Though the pies' diameter exceeds 35 centimeters (a no-no!) to satisfy American sensibilities, I can say these pizzas meet my specifications, which aren't as strict as the AVPN's. Mine go like this: The pizza as a whole must be yummy. Orta's are. The crust is just thin enough - still bread not cracker, crisp but with chew. They're cooked in a wood-burning brick oven whose perfume you get a faint whiff of from the parking lot. On one occasion I wished my pie had stayed in the oven longer to get a bit more of a char, but I can't quibble with the bright flavor of the Margherita Napoletana's sauce, made from San Marzano tomatoes, or the array of vegetables on the Ortolana.
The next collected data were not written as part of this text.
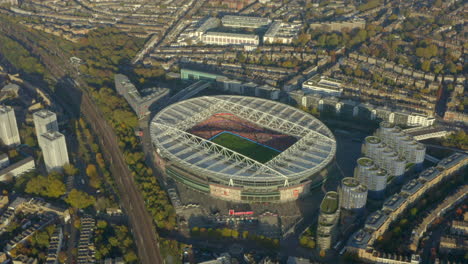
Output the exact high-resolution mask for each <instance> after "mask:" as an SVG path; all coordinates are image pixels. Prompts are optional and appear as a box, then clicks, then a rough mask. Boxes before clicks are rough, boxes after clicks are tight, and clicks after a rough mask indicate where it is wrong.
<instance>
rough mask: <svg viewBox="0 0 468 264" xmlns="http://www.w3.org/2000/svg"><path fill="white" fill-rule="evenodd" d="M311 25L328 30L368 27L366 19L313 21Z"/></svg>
mask: <svg viewBox="0 0 468 264" xmlns="http://www.w3.org/2000/svg"><path fill="white" fill-rule="evenodd" d="M309 27H310V28H311V29H313V30H317V29H322V30H327V31H341V30H343V29H353V28H362V29H364V28H365V27H366V21H365V20H364V19H352V20H346V21H331V22H318V23H311V24H310V25H309Z"/></svg>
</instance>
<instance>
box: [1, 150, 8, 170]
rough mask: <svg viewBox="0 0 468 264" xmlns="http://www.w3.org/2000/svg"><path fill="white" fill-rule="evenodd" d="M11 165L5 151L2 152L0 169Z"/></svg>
mask: <svg viewBox="0 0 468 264" xmlns="http://www.w3.org/2000/svg"><path fill="white" fill-rule="evenodd" d="M8 165H10V159H9V158H8V155H7V154H5V153H2V154H0V169H3V168H6V167H8Z"/></svg>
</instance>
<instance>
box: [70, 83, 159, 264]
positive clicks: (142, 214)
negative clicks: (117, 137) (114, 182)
mask: <svg viewBox="0 0 468 264" xmlns="http://www.w3.org/2000/svg"><path fill="white" fill-rule="evenodd" d="M69 84H70V85H68V86H67V88H66V89H68V90H69V91H68V94H72V95H73V94H76V93H77V92H81V91H82V90H81V89H79V87H76V86H75V85H74V83H73V82H72V81H69ZM77 89H79V90H77ZM69 98H74V101H76V99H77V98H80V99H81V100H80V101H81V102H80V110H81V112H82V113H83V115H84V116H85V118H86V120H87V121H88V122H89V123H90V124H91V127H92V129H93V130H94V132H95V134H96V135H97V136H98V137H99V140H100V143H101V145H102V149H103V153H104V156H105V158H106V160H108V161H110V170H111V173H112V175H113V176H114V179H115V182H116V184H117V187H118V191H119V195H120V202H121V204H122V205H123V208H124V210H125V211H126V213H127V214H128V216H129V220H130V225H131V228H132V233H133V236H134V238H135V243H136V245H137V249H138V255H139V257H140V260H141V262H142V263H145V264H158V263H163V259H162V257H161V254H160V249H159V243H158V240H157V239H158V238H157V233H156V230H155V227H154V225H153V220H152V217H151V216H150V215H149V213H148V211H147V210H146V207H145V202H144V200H143V197H142V196H141V194H140V192H139V190H138V188H137V187H136V183H135V180H134V178H133V176H132V172H131V171H130V169H129V167H128V166H127V164H126V163H125V159H124V156H123V153H122V151H121V150H120V148H119V146H118V142H119V141H118V138H117V136H116V134H115V133H114V130H113V129H112V127H110V126H109V124H108V123H107V122H106V120H105V118H104V117H103V116H102V114H101V112H100V110H99V109H98V108H97V106H96V104H95V103H94V102H92V100H91V99H90V97H89V96H88V95H87V94H86V93H84V92H83V93H82V94H81V97H79V96H69ZM76 103H78V102H76Z"/></svg>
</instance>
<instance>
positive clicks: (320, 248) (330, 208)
mask: <svg viewBox="0 0 468 264" xmlns="http://www.w3.org/2000/svg"><path fill="white" fill-rule="evenodd" d="M339 216H340V204H339V195H338V193H337V192H327V193H326V194H325V197H324V198H323V200H322V203H321V204H320V214H319V219H318V224H317V247H318V248H319V249H320V250H328V249H330V248H331V245H332V243H333V242H334V239H335V236H336V225H337V223H338V219H339Z"/></svg>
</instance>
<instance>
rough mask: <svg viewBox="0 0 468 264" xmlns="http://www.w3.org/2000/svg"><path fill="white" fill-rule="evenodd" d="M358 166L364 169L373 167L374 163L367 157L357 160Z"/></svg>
mask: <svg viewBox="0 0 468 264" xmlns="http://www.w3.org/2000/svg"><path fill="white" fill-rule="evenodd" d="M357 162H358V164H359V165H361V166H364V167H371V166H373V165H374V161H373V160H372V159H370V158H367V157H362V158H359V159H358V160H357Z"/></svg>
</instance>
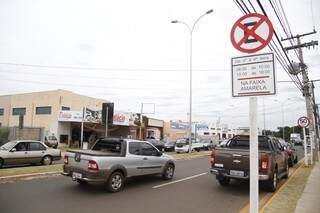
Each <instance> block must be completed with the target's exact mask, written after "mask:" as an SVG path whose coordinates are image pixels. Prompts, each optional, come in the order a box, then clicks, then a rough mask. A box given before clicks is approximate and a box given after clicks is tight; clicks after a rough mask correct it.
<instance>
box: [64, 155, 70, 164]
mask: <svg viewBox="0 0 320 213" xmlns="http://www.w3.org/2000/svg"><path fill="white" fill-rule="evenodd" d="M63 163H64V164H68V163H69V158H68V156H64V158H63Z"/></svg>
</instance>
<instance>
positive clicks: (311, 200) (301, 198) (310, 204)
mask: <svg viewBox="0 0 320 213" xmlns="http://www.w3.org/2000/svg"><path fill="white" fill-rule="evenodd" d="M304 212H308V213H318V212H320V163H319V162H317V163H316V164H315V166H314V168H313V170H312V172H311V174H310V176H309V178H308V181H307V184H306V187H305V188H304V191H303V193H302V195H301V198H300V199H299V201H298V203H297V206H296V209H295V213H304Z"/></svg>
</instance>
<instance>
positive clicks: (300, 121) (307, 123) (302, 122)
mask: <svg viewBox="0 0 320 213" xmlns="http://www.w3.org/2000/svg"><path fill="white" fill-rule="evenodd" d="M309 124H310V120H309V119H308V118H307V117H305V116H303V117H301V118H299V119H298V125H299V126H300V127H301V128H306V127H308V126H309Z"/></svg>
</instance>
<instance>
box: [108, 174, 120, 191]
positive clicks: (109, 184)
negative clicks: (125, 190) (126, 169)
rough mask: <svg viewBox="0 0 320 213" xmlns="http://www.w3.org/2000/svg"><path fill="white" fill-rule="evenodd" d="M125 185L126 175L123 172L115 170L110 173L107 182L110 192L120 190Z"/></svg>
mask: <svg viewBox="0 0 320 213" xmlns="http://www.w3.org/2000/svg"><path fill="white" fill-rule="evenodd" d="M123 187H124V177H123V174H122V173H121V172H114V173H112V174H111V175H110V177H109V179H108V182H107V189H108V191H109V192H119V191H121V190H122V189H123Z"/></svg>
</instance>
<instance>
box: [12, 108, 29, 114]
mask: <svg viewBox="0 0 320 213" xmlns="http://www.w3.org/2000/svg"><path fill="white" fill-rule="evenodd" d="M25 114H26V108H25V107H20V108H13V109H12V115H25Z"/></svg>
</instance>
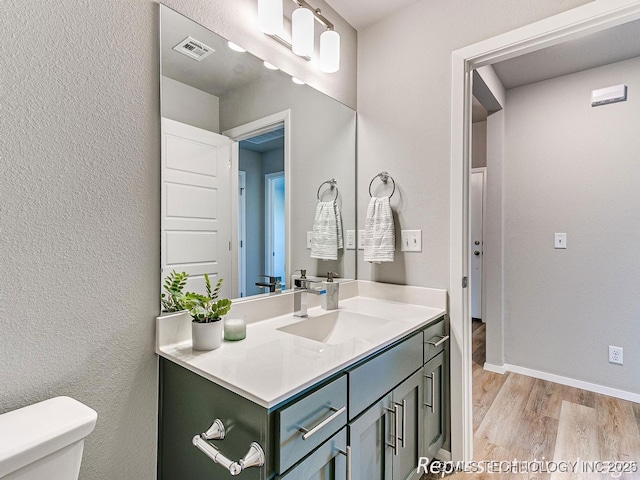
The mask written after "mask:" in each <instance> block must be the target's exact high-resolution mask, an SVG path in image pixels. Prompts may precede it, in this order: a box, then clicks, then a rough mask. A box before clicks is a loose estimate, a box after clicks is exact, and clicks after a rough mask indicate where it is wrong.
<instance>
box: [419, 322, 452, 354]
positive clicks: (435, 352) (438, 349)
mask: <svg viewBox="0 0 640 480" xmlns="http://www.w3.org/2000/svg"><path fill="white" fill-rule="evenodd" d="M445 336H446V333H445V322H444V317H442V318H441V319H440V320H438V321H437V322H436V323H434V324H433V325H429V326H428V327H427V328H425V329H424V363H427V362H428V361H429V360H431V359H432V358H433V357H435V356H436V355H437V354H438V353H440V352H442V351H443V350H444V349H445V347H446V346H447V343H448V342H449V340H448V339H447V340H443V339H444V338H445Z"/></svg>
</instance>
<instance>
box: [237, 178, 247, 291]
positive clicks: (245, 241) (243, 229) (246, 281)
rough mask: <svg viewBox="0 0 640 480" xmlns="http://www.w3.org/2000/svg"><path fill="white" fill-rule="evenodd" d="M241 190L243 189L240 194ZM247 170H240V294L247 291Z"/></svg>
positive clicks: (239, 258) (239, 254) (238, 269)
mask: <svg viewBox="0 0 640 480" xmlns="http://www.w3.org/2000/svg"><path fill="white" fill-rule="evenodd" d="M240 190H243V193H242V195H240ZM246 191H247V172H245V171H244V170H239V171H238V249H239V255H238V295H240V298H242V297H245V296H246V293H247V270H246V267H247V202H246V200H247V196H246ZM243 293H244V294H245V295H242V294H243Z"/></svg>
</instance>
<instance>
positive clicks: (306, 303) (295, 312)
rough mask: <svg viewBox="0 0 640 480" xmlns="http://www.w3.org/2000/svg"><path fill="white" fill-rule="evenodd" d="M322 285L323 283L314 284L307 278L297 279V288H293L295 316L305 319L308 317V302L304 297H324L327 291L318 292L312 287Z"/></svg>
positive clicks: (325, 290)
mask: <svg viewBox="0 0 640 480" xmlns="http://www.w3.org/2000/svg"><path fill="white" fill-rule="evenodd" d="M316 283H317V284H320V283H322V282H312V281H311V280H307V279H306V278H296V279H295V287H294V288H293V316H294V317H300V318H305V317H307V302H305V301H304V300H305V298H304V295H305V294H306V293H310V294H311V295H324V294H325V293H327V291H326V290H316V289H315V288H313V287H312V285H314V284H316Z"/></svg>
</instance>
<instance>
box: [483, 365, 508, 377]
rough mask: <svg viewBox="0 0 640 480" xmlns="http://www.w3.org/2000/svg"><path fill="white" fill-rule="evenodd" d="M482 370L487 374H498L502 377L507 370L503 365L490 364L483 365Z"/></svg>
mask: <svg viewBox="0 0 640 480" xmlns="http://www.w3.org/2000/svg"><path fill="white" fill-rule="evenodd" d="M484 369H485V370H487V371H488V372H493V373H499V374H500V375H504V374H505V373H507V368H506V367H505V365H494V364H492V363H487V362H485V363H484Z"/></svg>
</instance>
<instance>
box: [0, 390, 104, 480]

Even topped with peppers, eggplant, and zucchini, the crust stayed crisp.
But there is more to Orta than the pies. Semolina gnocchi cloaked in Parmesan taste like really good mac 'n' cheese without the noodles. Beets, slightly crunchy, are marinated in orange, balsamic, and rosemary, refreshing and sophisticated. These are among the piattini, or small plates - a few bites each, and each $4.
There are also slightly larger antipasti. Suppli al telefono are one of the many delicious foods humankind has devised with the aim of using up leftover rice. Here, the grains are formed into balls stuffed with mozzarella, then fried. They're named after telephone wires because that's what the stretchy cheese is supposed to resemble when you pull the rice ball apart. Orta's suppli lack the chewy strands, but they're still very good and nicely fried.
Involtini al forno are rollups of eggplant and cheese covered with a fresh-tasting tomato sauce. They're baked in the brick oven, the edges slightly crisped and caramelized, the flesh soft and sweet. Polpette, rich little meatballs, feature a similar sauce.
The appetizers and pizza here are excellent, and if I returned to Orta, I would make a meal of items from that top half of the menu. The pasta and entrees are fine, they're just in a different league.